For those business owners of a Canadian private corporation, there have been no changes to the sweeping legislative amendments from the past three budgets combined, leaving no light at the end of the tunnel. Sadly, there has been no response from the Feds in this Budget, despite numerous calls for a comprehensive tax reform/review, in addressing the possibility of insight to current tax policy. Instead, it has been announced that a further $150 million over the next 5 years will be further injected into the CRA for the procurement of auditors, better computer-based analytics and training. The emphasis was made that there shall be a magnifying glass over crypto transactions and the digital economy, with an additional $65 million pledged to CRA to stay ahead of “non-compliance” schemes driven by advanced technologies. For those heavily invested in crypto, alt coins, and engaged in ICO’s – be afraid.

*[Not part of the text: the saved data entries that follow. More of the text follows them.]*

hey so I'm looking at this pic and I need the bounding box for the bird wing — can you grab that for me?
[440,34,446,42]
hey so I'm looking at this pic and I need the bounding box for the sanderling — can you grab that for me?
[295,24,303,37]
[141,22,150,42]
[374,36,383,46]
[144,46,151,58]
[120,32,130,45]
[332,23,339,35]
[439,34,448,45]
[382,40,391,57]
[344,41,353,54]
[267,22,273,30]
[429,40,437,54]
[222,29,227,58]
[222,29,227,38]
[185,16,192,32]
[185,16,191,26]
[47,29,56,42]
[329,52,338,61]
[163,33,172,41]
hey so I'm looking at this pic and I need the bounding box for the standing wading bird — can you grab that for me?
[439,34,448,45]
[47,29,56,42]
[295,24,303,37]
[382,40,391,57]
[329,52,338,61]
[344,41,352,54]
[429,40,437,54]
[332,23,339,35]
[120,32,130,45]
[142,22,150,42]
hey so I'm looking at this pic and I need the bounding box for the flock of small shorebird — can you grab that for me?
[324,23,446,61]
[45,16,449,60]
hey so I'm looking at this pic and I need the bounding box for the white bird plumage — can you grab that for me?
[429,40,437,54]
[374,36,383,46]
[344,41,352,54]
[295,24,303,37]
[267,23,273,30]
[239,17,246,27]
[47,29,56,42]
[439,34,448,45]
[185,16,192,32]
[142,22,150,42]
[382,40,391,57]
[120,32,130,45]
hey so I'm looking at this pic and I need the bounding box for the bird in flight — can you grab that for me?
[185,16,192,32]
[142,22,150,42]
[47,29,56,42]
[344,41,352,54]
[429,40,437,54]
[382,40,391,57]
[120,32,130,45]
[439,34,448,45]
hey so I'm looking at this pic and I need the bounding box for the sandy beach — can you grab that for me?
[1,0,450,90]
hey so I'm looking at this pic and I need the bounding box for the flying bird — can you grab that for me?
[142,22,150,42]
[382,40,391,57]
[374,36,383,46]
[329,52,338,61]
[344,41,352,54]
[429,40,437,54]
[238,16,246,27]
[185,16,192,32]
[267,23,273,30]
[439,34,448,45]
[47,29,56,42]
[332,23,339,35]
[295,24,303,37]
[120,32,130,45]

Staying with the theme of dark storm clouds, the Budget reaffirmed the 2018 Budget announcements in the Federal’s commitment to amend the Canada Business Corporation Act (“CBCA”) to improve transparency on corporate entities to the public and continued strides towards disclosure on trusts and bare trusts. Somewhat of a surprise, was the announcement that employee stock options issued to employees at large companies shall be capped at an annual amount of $200,000. It remains to be seen which entities would qualify as a “large” corporation, thankfully the stock option rules will not change for start-ups or rapidly growing Canadian businesses.

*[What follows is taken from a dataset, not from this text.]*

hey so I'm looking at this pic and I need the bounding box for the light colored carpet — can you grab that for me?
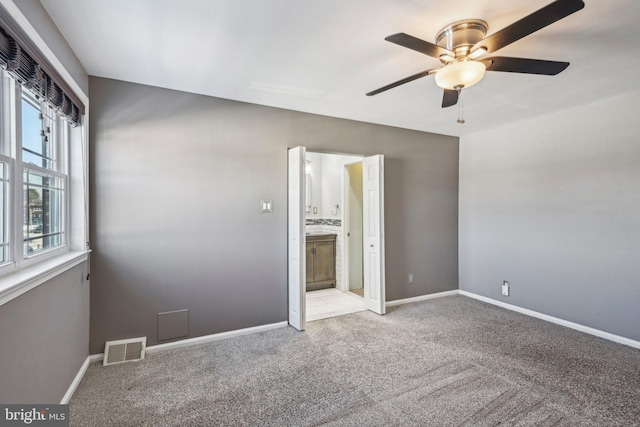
[70,296,640,426]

For the most part, good news was reserved for personal taxpayers, journalists and individuals who farm and fish for a living. On the personal front retirees will be allowed to keep more savings tax-free until the age of 85, with expanded annuity choices for registered plans to become available. Incentives for first-time home buyers were rolled out, allowing an eligible individual to withdraw $35,000 from the RRSP Home Buyer Plan and for this to be combined with a spouse/common-law partner’s limit of $35,000 to unlock the potential of $70,000 towards the purchase of a new house. Change in use rules for rental properties are to become more flexible for partial changes in use or multi use properties. On the journalism front, generous measures have been proposed for Canadian media corporations and donors to these entities to promote growth in the sector. Finally, farmers and fishers have been given a special exemption under the Small Business Deduction limit rules to allow claims to use the full deduction where previously in certain circumstances access would have been denied.